Mmm.
Vagrant Story takes all the best parts of the games that you've played -- the real time battling of
Parasite Eve, the deep plot of
Final Fantasy Tactics, the localization skill of Working Designs and Atlus -- and takes them one step further. Truly, this game is the pinnacle of console role-playing (at least for now).
First, let's take the battle system. You can walk around in two modes -- weapon sheathed, which means you have both hands usable for such things as picking up boxes, climbing ledges, and whatnot, and weapon out, which lets you attack your opponents. There is no meter that tells you when you can attack again -- you can generally attack mere moments after your last onslaught. When you choose to attack, the sphere that first appeared in Parasite Eve pops up, showing the range of the weapon that you have selected, and you get to pick body parts of the enemy that you want to hit. The game shows you your chances of hitting and how much damage you can do. Once you've done this, if you've gotten to the point of the game that you can chain attacks, you can start tapping buttons and do massive damage, heal yourself, repair your weapon, and more. The battle system has more depth than most wargames, and that's saying a whole lot. As you do chain attacks and block enemy attacks, a meter called 'Risk' goes up. Higher Risk means that you hit less often (but do critical hits more often), take more damage, and spells work better on you (both damaging and curative). When you're not fighting, Risk drops slowly, and you can also use items to reduce it. Along with all this, you can put weapons together at workshops and combine weapons and weapon parts to try to make better ones. This may all sound terribly complicated, and it is, but the game eases you into it (with the now defacto Square standard -- amnesia -- as the explanation), and you'll be in the game fiddling with your weapons in no time.

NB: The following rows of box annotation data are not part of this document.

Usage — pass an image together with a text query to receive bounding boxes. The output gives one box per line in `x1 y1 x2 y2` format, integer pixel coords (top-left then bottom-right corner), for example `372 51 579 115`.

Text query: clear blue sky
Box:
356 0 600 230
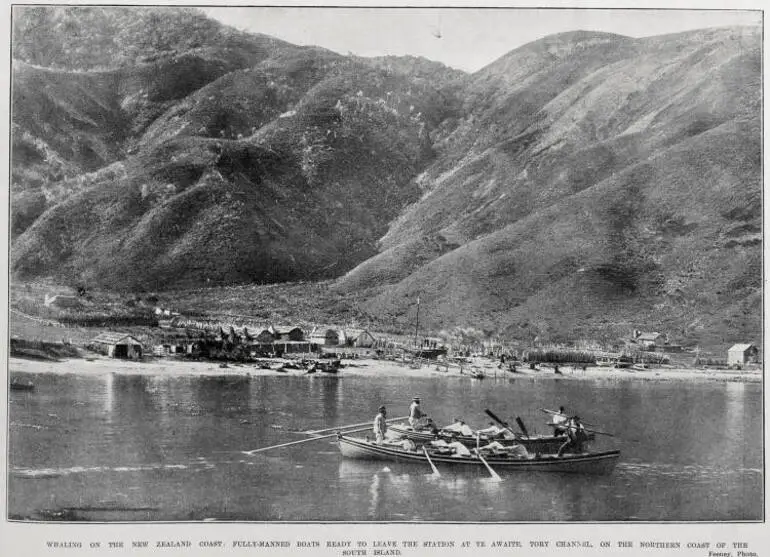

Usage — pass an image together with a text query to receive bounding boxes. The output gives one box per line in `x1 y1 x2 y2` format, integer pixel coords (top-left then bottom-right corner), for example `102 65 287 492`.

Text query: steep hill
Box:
12 32 460 290
11 7 762 344
338 29 762 348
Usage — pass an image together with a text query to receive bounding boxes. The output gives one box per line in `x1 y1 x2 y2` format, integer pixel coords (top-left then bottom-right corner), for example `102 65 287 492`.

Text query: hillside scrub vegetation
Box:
11 6 762 344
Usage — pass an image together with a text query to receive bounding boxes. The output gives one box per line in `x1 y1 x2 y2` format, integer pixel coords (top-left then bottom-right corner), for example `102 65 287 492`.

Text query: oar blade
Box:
422 446 441 478
476 451 503 482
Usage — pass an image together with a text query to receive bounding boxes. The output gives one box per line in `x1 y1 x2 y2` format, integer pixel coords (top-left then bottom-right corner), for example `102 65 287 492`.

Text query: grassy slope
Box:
12 19 761 350
13 49 456 290
337 29 761 348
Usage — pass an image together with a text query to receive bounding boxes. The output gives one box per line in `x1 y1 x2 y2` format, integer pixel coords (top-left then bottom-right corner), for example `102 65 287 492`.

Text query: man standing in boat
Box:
551 406 569 437
556 416 586 456
409 396 425 429
374 406 388 445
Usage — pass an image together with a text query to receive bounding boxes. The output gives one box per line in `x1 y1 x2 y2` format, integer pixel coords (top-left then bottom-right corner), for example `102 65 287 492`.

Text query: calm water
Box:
9 372 763 521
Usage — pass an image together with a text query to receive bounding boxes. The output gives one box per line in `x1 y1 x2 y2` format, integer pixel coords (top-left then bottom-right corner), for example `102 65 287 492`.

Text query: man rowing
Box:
556 416 588 456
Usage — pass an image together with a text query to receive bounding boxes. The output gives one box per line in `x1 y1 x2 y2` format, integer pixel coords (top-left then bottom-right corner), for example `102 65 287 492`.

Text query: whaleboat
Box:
388 423 594 454
337 433 620 474
9 377 35 391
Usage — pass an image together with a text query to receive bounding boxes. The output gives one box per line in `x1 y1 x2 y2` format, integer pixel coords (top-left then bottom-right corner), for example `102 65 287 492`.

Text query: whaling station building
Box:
88 332 142 360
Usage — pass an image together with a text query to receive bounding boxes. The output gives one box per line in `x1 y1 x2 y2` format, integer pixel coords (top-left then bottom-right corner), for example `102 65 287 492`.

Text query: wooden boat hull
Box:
388 424 594 454
337 435 620 474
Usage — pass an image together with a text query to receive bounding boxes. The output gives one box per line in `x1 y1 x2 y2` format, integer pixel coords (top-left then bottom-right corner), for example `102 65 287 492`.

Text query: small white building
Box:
89 332 142 360
727 344 759 366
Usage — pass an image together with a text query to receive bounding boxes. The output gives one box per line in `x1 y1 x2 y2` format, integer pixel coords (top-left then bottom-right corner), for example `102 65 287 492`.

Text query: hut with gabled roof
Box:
88 332 142 360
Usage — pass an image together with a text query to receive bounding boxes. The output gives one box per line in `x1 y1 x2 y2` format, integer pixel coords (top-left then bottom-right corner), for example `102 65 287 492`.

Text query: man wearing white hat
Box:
409 396 425 428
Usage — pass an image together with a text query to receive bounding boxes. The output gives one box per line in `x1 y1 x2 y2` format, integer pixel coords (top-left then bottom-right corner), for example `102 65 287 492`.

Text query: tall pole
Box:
414 296 420 348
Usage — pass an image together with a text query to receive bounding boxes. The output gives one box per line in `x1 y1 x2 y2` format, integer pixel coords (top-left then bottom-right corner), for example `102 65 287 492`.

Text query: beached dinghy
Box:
337 434 620 474
388 423 594 454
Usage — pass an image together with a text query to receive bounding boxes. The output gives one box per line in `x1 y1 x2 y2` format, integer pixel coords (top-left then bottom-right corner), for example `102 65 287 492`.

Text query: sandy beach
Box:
9 357 762 383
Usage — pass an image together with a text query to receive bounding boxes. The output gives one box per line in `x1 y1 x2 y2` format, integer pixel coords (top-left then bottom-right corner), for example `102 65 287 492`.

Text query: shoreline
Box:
8 356 763 383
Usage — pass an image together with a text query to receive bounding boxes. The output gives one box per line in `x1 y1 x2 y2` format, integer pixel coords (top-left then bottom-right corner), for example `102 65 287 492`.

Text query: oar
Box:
298 416 409 435
422 445 441 477
516 416 529 439
241 426 371 456
476 451 503 482
548 422 615 437
538 408 594 427
484 408 516 436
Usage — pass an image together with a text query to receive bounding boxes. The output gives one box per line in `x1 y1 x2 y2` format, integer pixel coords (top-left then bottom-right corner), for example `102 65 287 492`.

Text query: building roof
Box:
268 325 302 335
727 344 755 352
91 331 142 346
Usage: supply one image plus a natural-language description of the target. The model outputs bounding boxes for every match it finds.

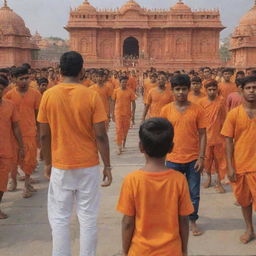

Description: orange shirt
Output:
[160,102,207,163]
[146,87,173,117]
[226,92,244,111]
[218,82,238,100]
[112,88,136,118]
[5,87,42,137]
[198,96,226,146]
[38,84,107,170]
[117,170,194,256]
[89,84,112,115]
[188,92,206,103]
[0,99,19,158]
[221,105,256,174]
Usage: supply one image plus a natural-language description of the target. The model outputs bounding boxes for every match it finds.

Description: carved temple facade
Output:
[65,0,224,70]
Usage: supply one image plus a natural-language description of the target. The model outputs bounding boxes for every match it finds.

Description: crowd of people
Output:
[0,52,256,256]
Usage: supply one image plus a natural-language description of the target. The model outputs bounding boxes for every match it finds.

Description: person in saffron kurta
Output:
[160,74,207,236]
[0,76,24,219]
[142,74,173,121]
[117,118,194,256]
[5,67,41,198]
[198,80,227,193]
[219,68,238,100]
[112,76,136,155]
[221,76,256,244]
[188,76,207,103]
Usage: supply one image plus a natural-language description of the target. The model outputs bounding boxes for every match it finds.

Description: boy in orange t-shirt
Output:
[160,74,207,236]
[221,76,256,244]
[112,76,136,155]
[117,118,193,256]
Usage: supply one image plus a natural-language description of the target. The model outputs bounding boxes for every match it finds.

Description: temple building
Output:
[230,1,256,69]
[0,0,37,67]
[65,0,224,70]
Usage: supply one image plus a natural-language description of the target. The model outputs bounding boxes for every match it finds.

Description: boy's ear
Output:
[139,141,145,154]
[168,143,174,153]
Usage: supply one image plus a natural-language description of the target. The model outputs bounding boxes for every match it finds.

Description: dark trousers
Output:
[166,160,201,221]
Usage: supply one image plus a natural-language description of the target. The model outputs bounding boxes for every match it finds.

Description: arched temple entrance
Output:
[123,36,139,58]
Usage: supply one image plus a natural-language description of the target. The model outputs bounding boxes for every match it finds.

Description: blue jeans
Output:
[166,160,201,221]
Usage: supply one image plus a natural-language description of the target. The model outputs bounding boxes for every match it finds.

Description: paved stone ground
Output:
[0,98,256,256]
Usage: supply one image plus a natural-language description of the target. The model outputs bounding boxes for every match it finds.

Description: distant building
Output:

Then there's the plot. Your name is Ashley Riot (a seeming homage to that big, bad Ash in Housewares, of Evil Dead and Army of Darkness fame), and you're a Riskbreaker, one of an elite group of, well, butt-kickers. The game takes place in the city of Lea Monde, which starts out seeming like a bunch of crypts and opens up majestically later in the game. The plot itself is convoluted as hell, on par with Tactics for the sheer possibility of confusion, but it has a major leg up on Final Fantasy Tactics -- the best translation of a Japanese game, ever. Every single word seems to make sense, as the characters speak true Middle English instead of Dragon Warrior-ese, with phrases to laugh at, be scared by, and just damn cool stuff. Square has finally redeemed themselves for the poor past few translations. It even tops Working Designs -- something that takes a whole lot of work.
I could go on and on about this game, about the crazy room names for every location in the game, about its excellent auto-map reminiscent of Descent, of the Break Arts that let you beat the crap out of the bosses, out of the bosses that can and will beat the crap out of you the first few times until you figure out their weaknesses, about the four schools of spells and their usefulness -- but this review would be pages and pages long. So I'll stop here, and just say that this
game has Gameplay, with a capital G.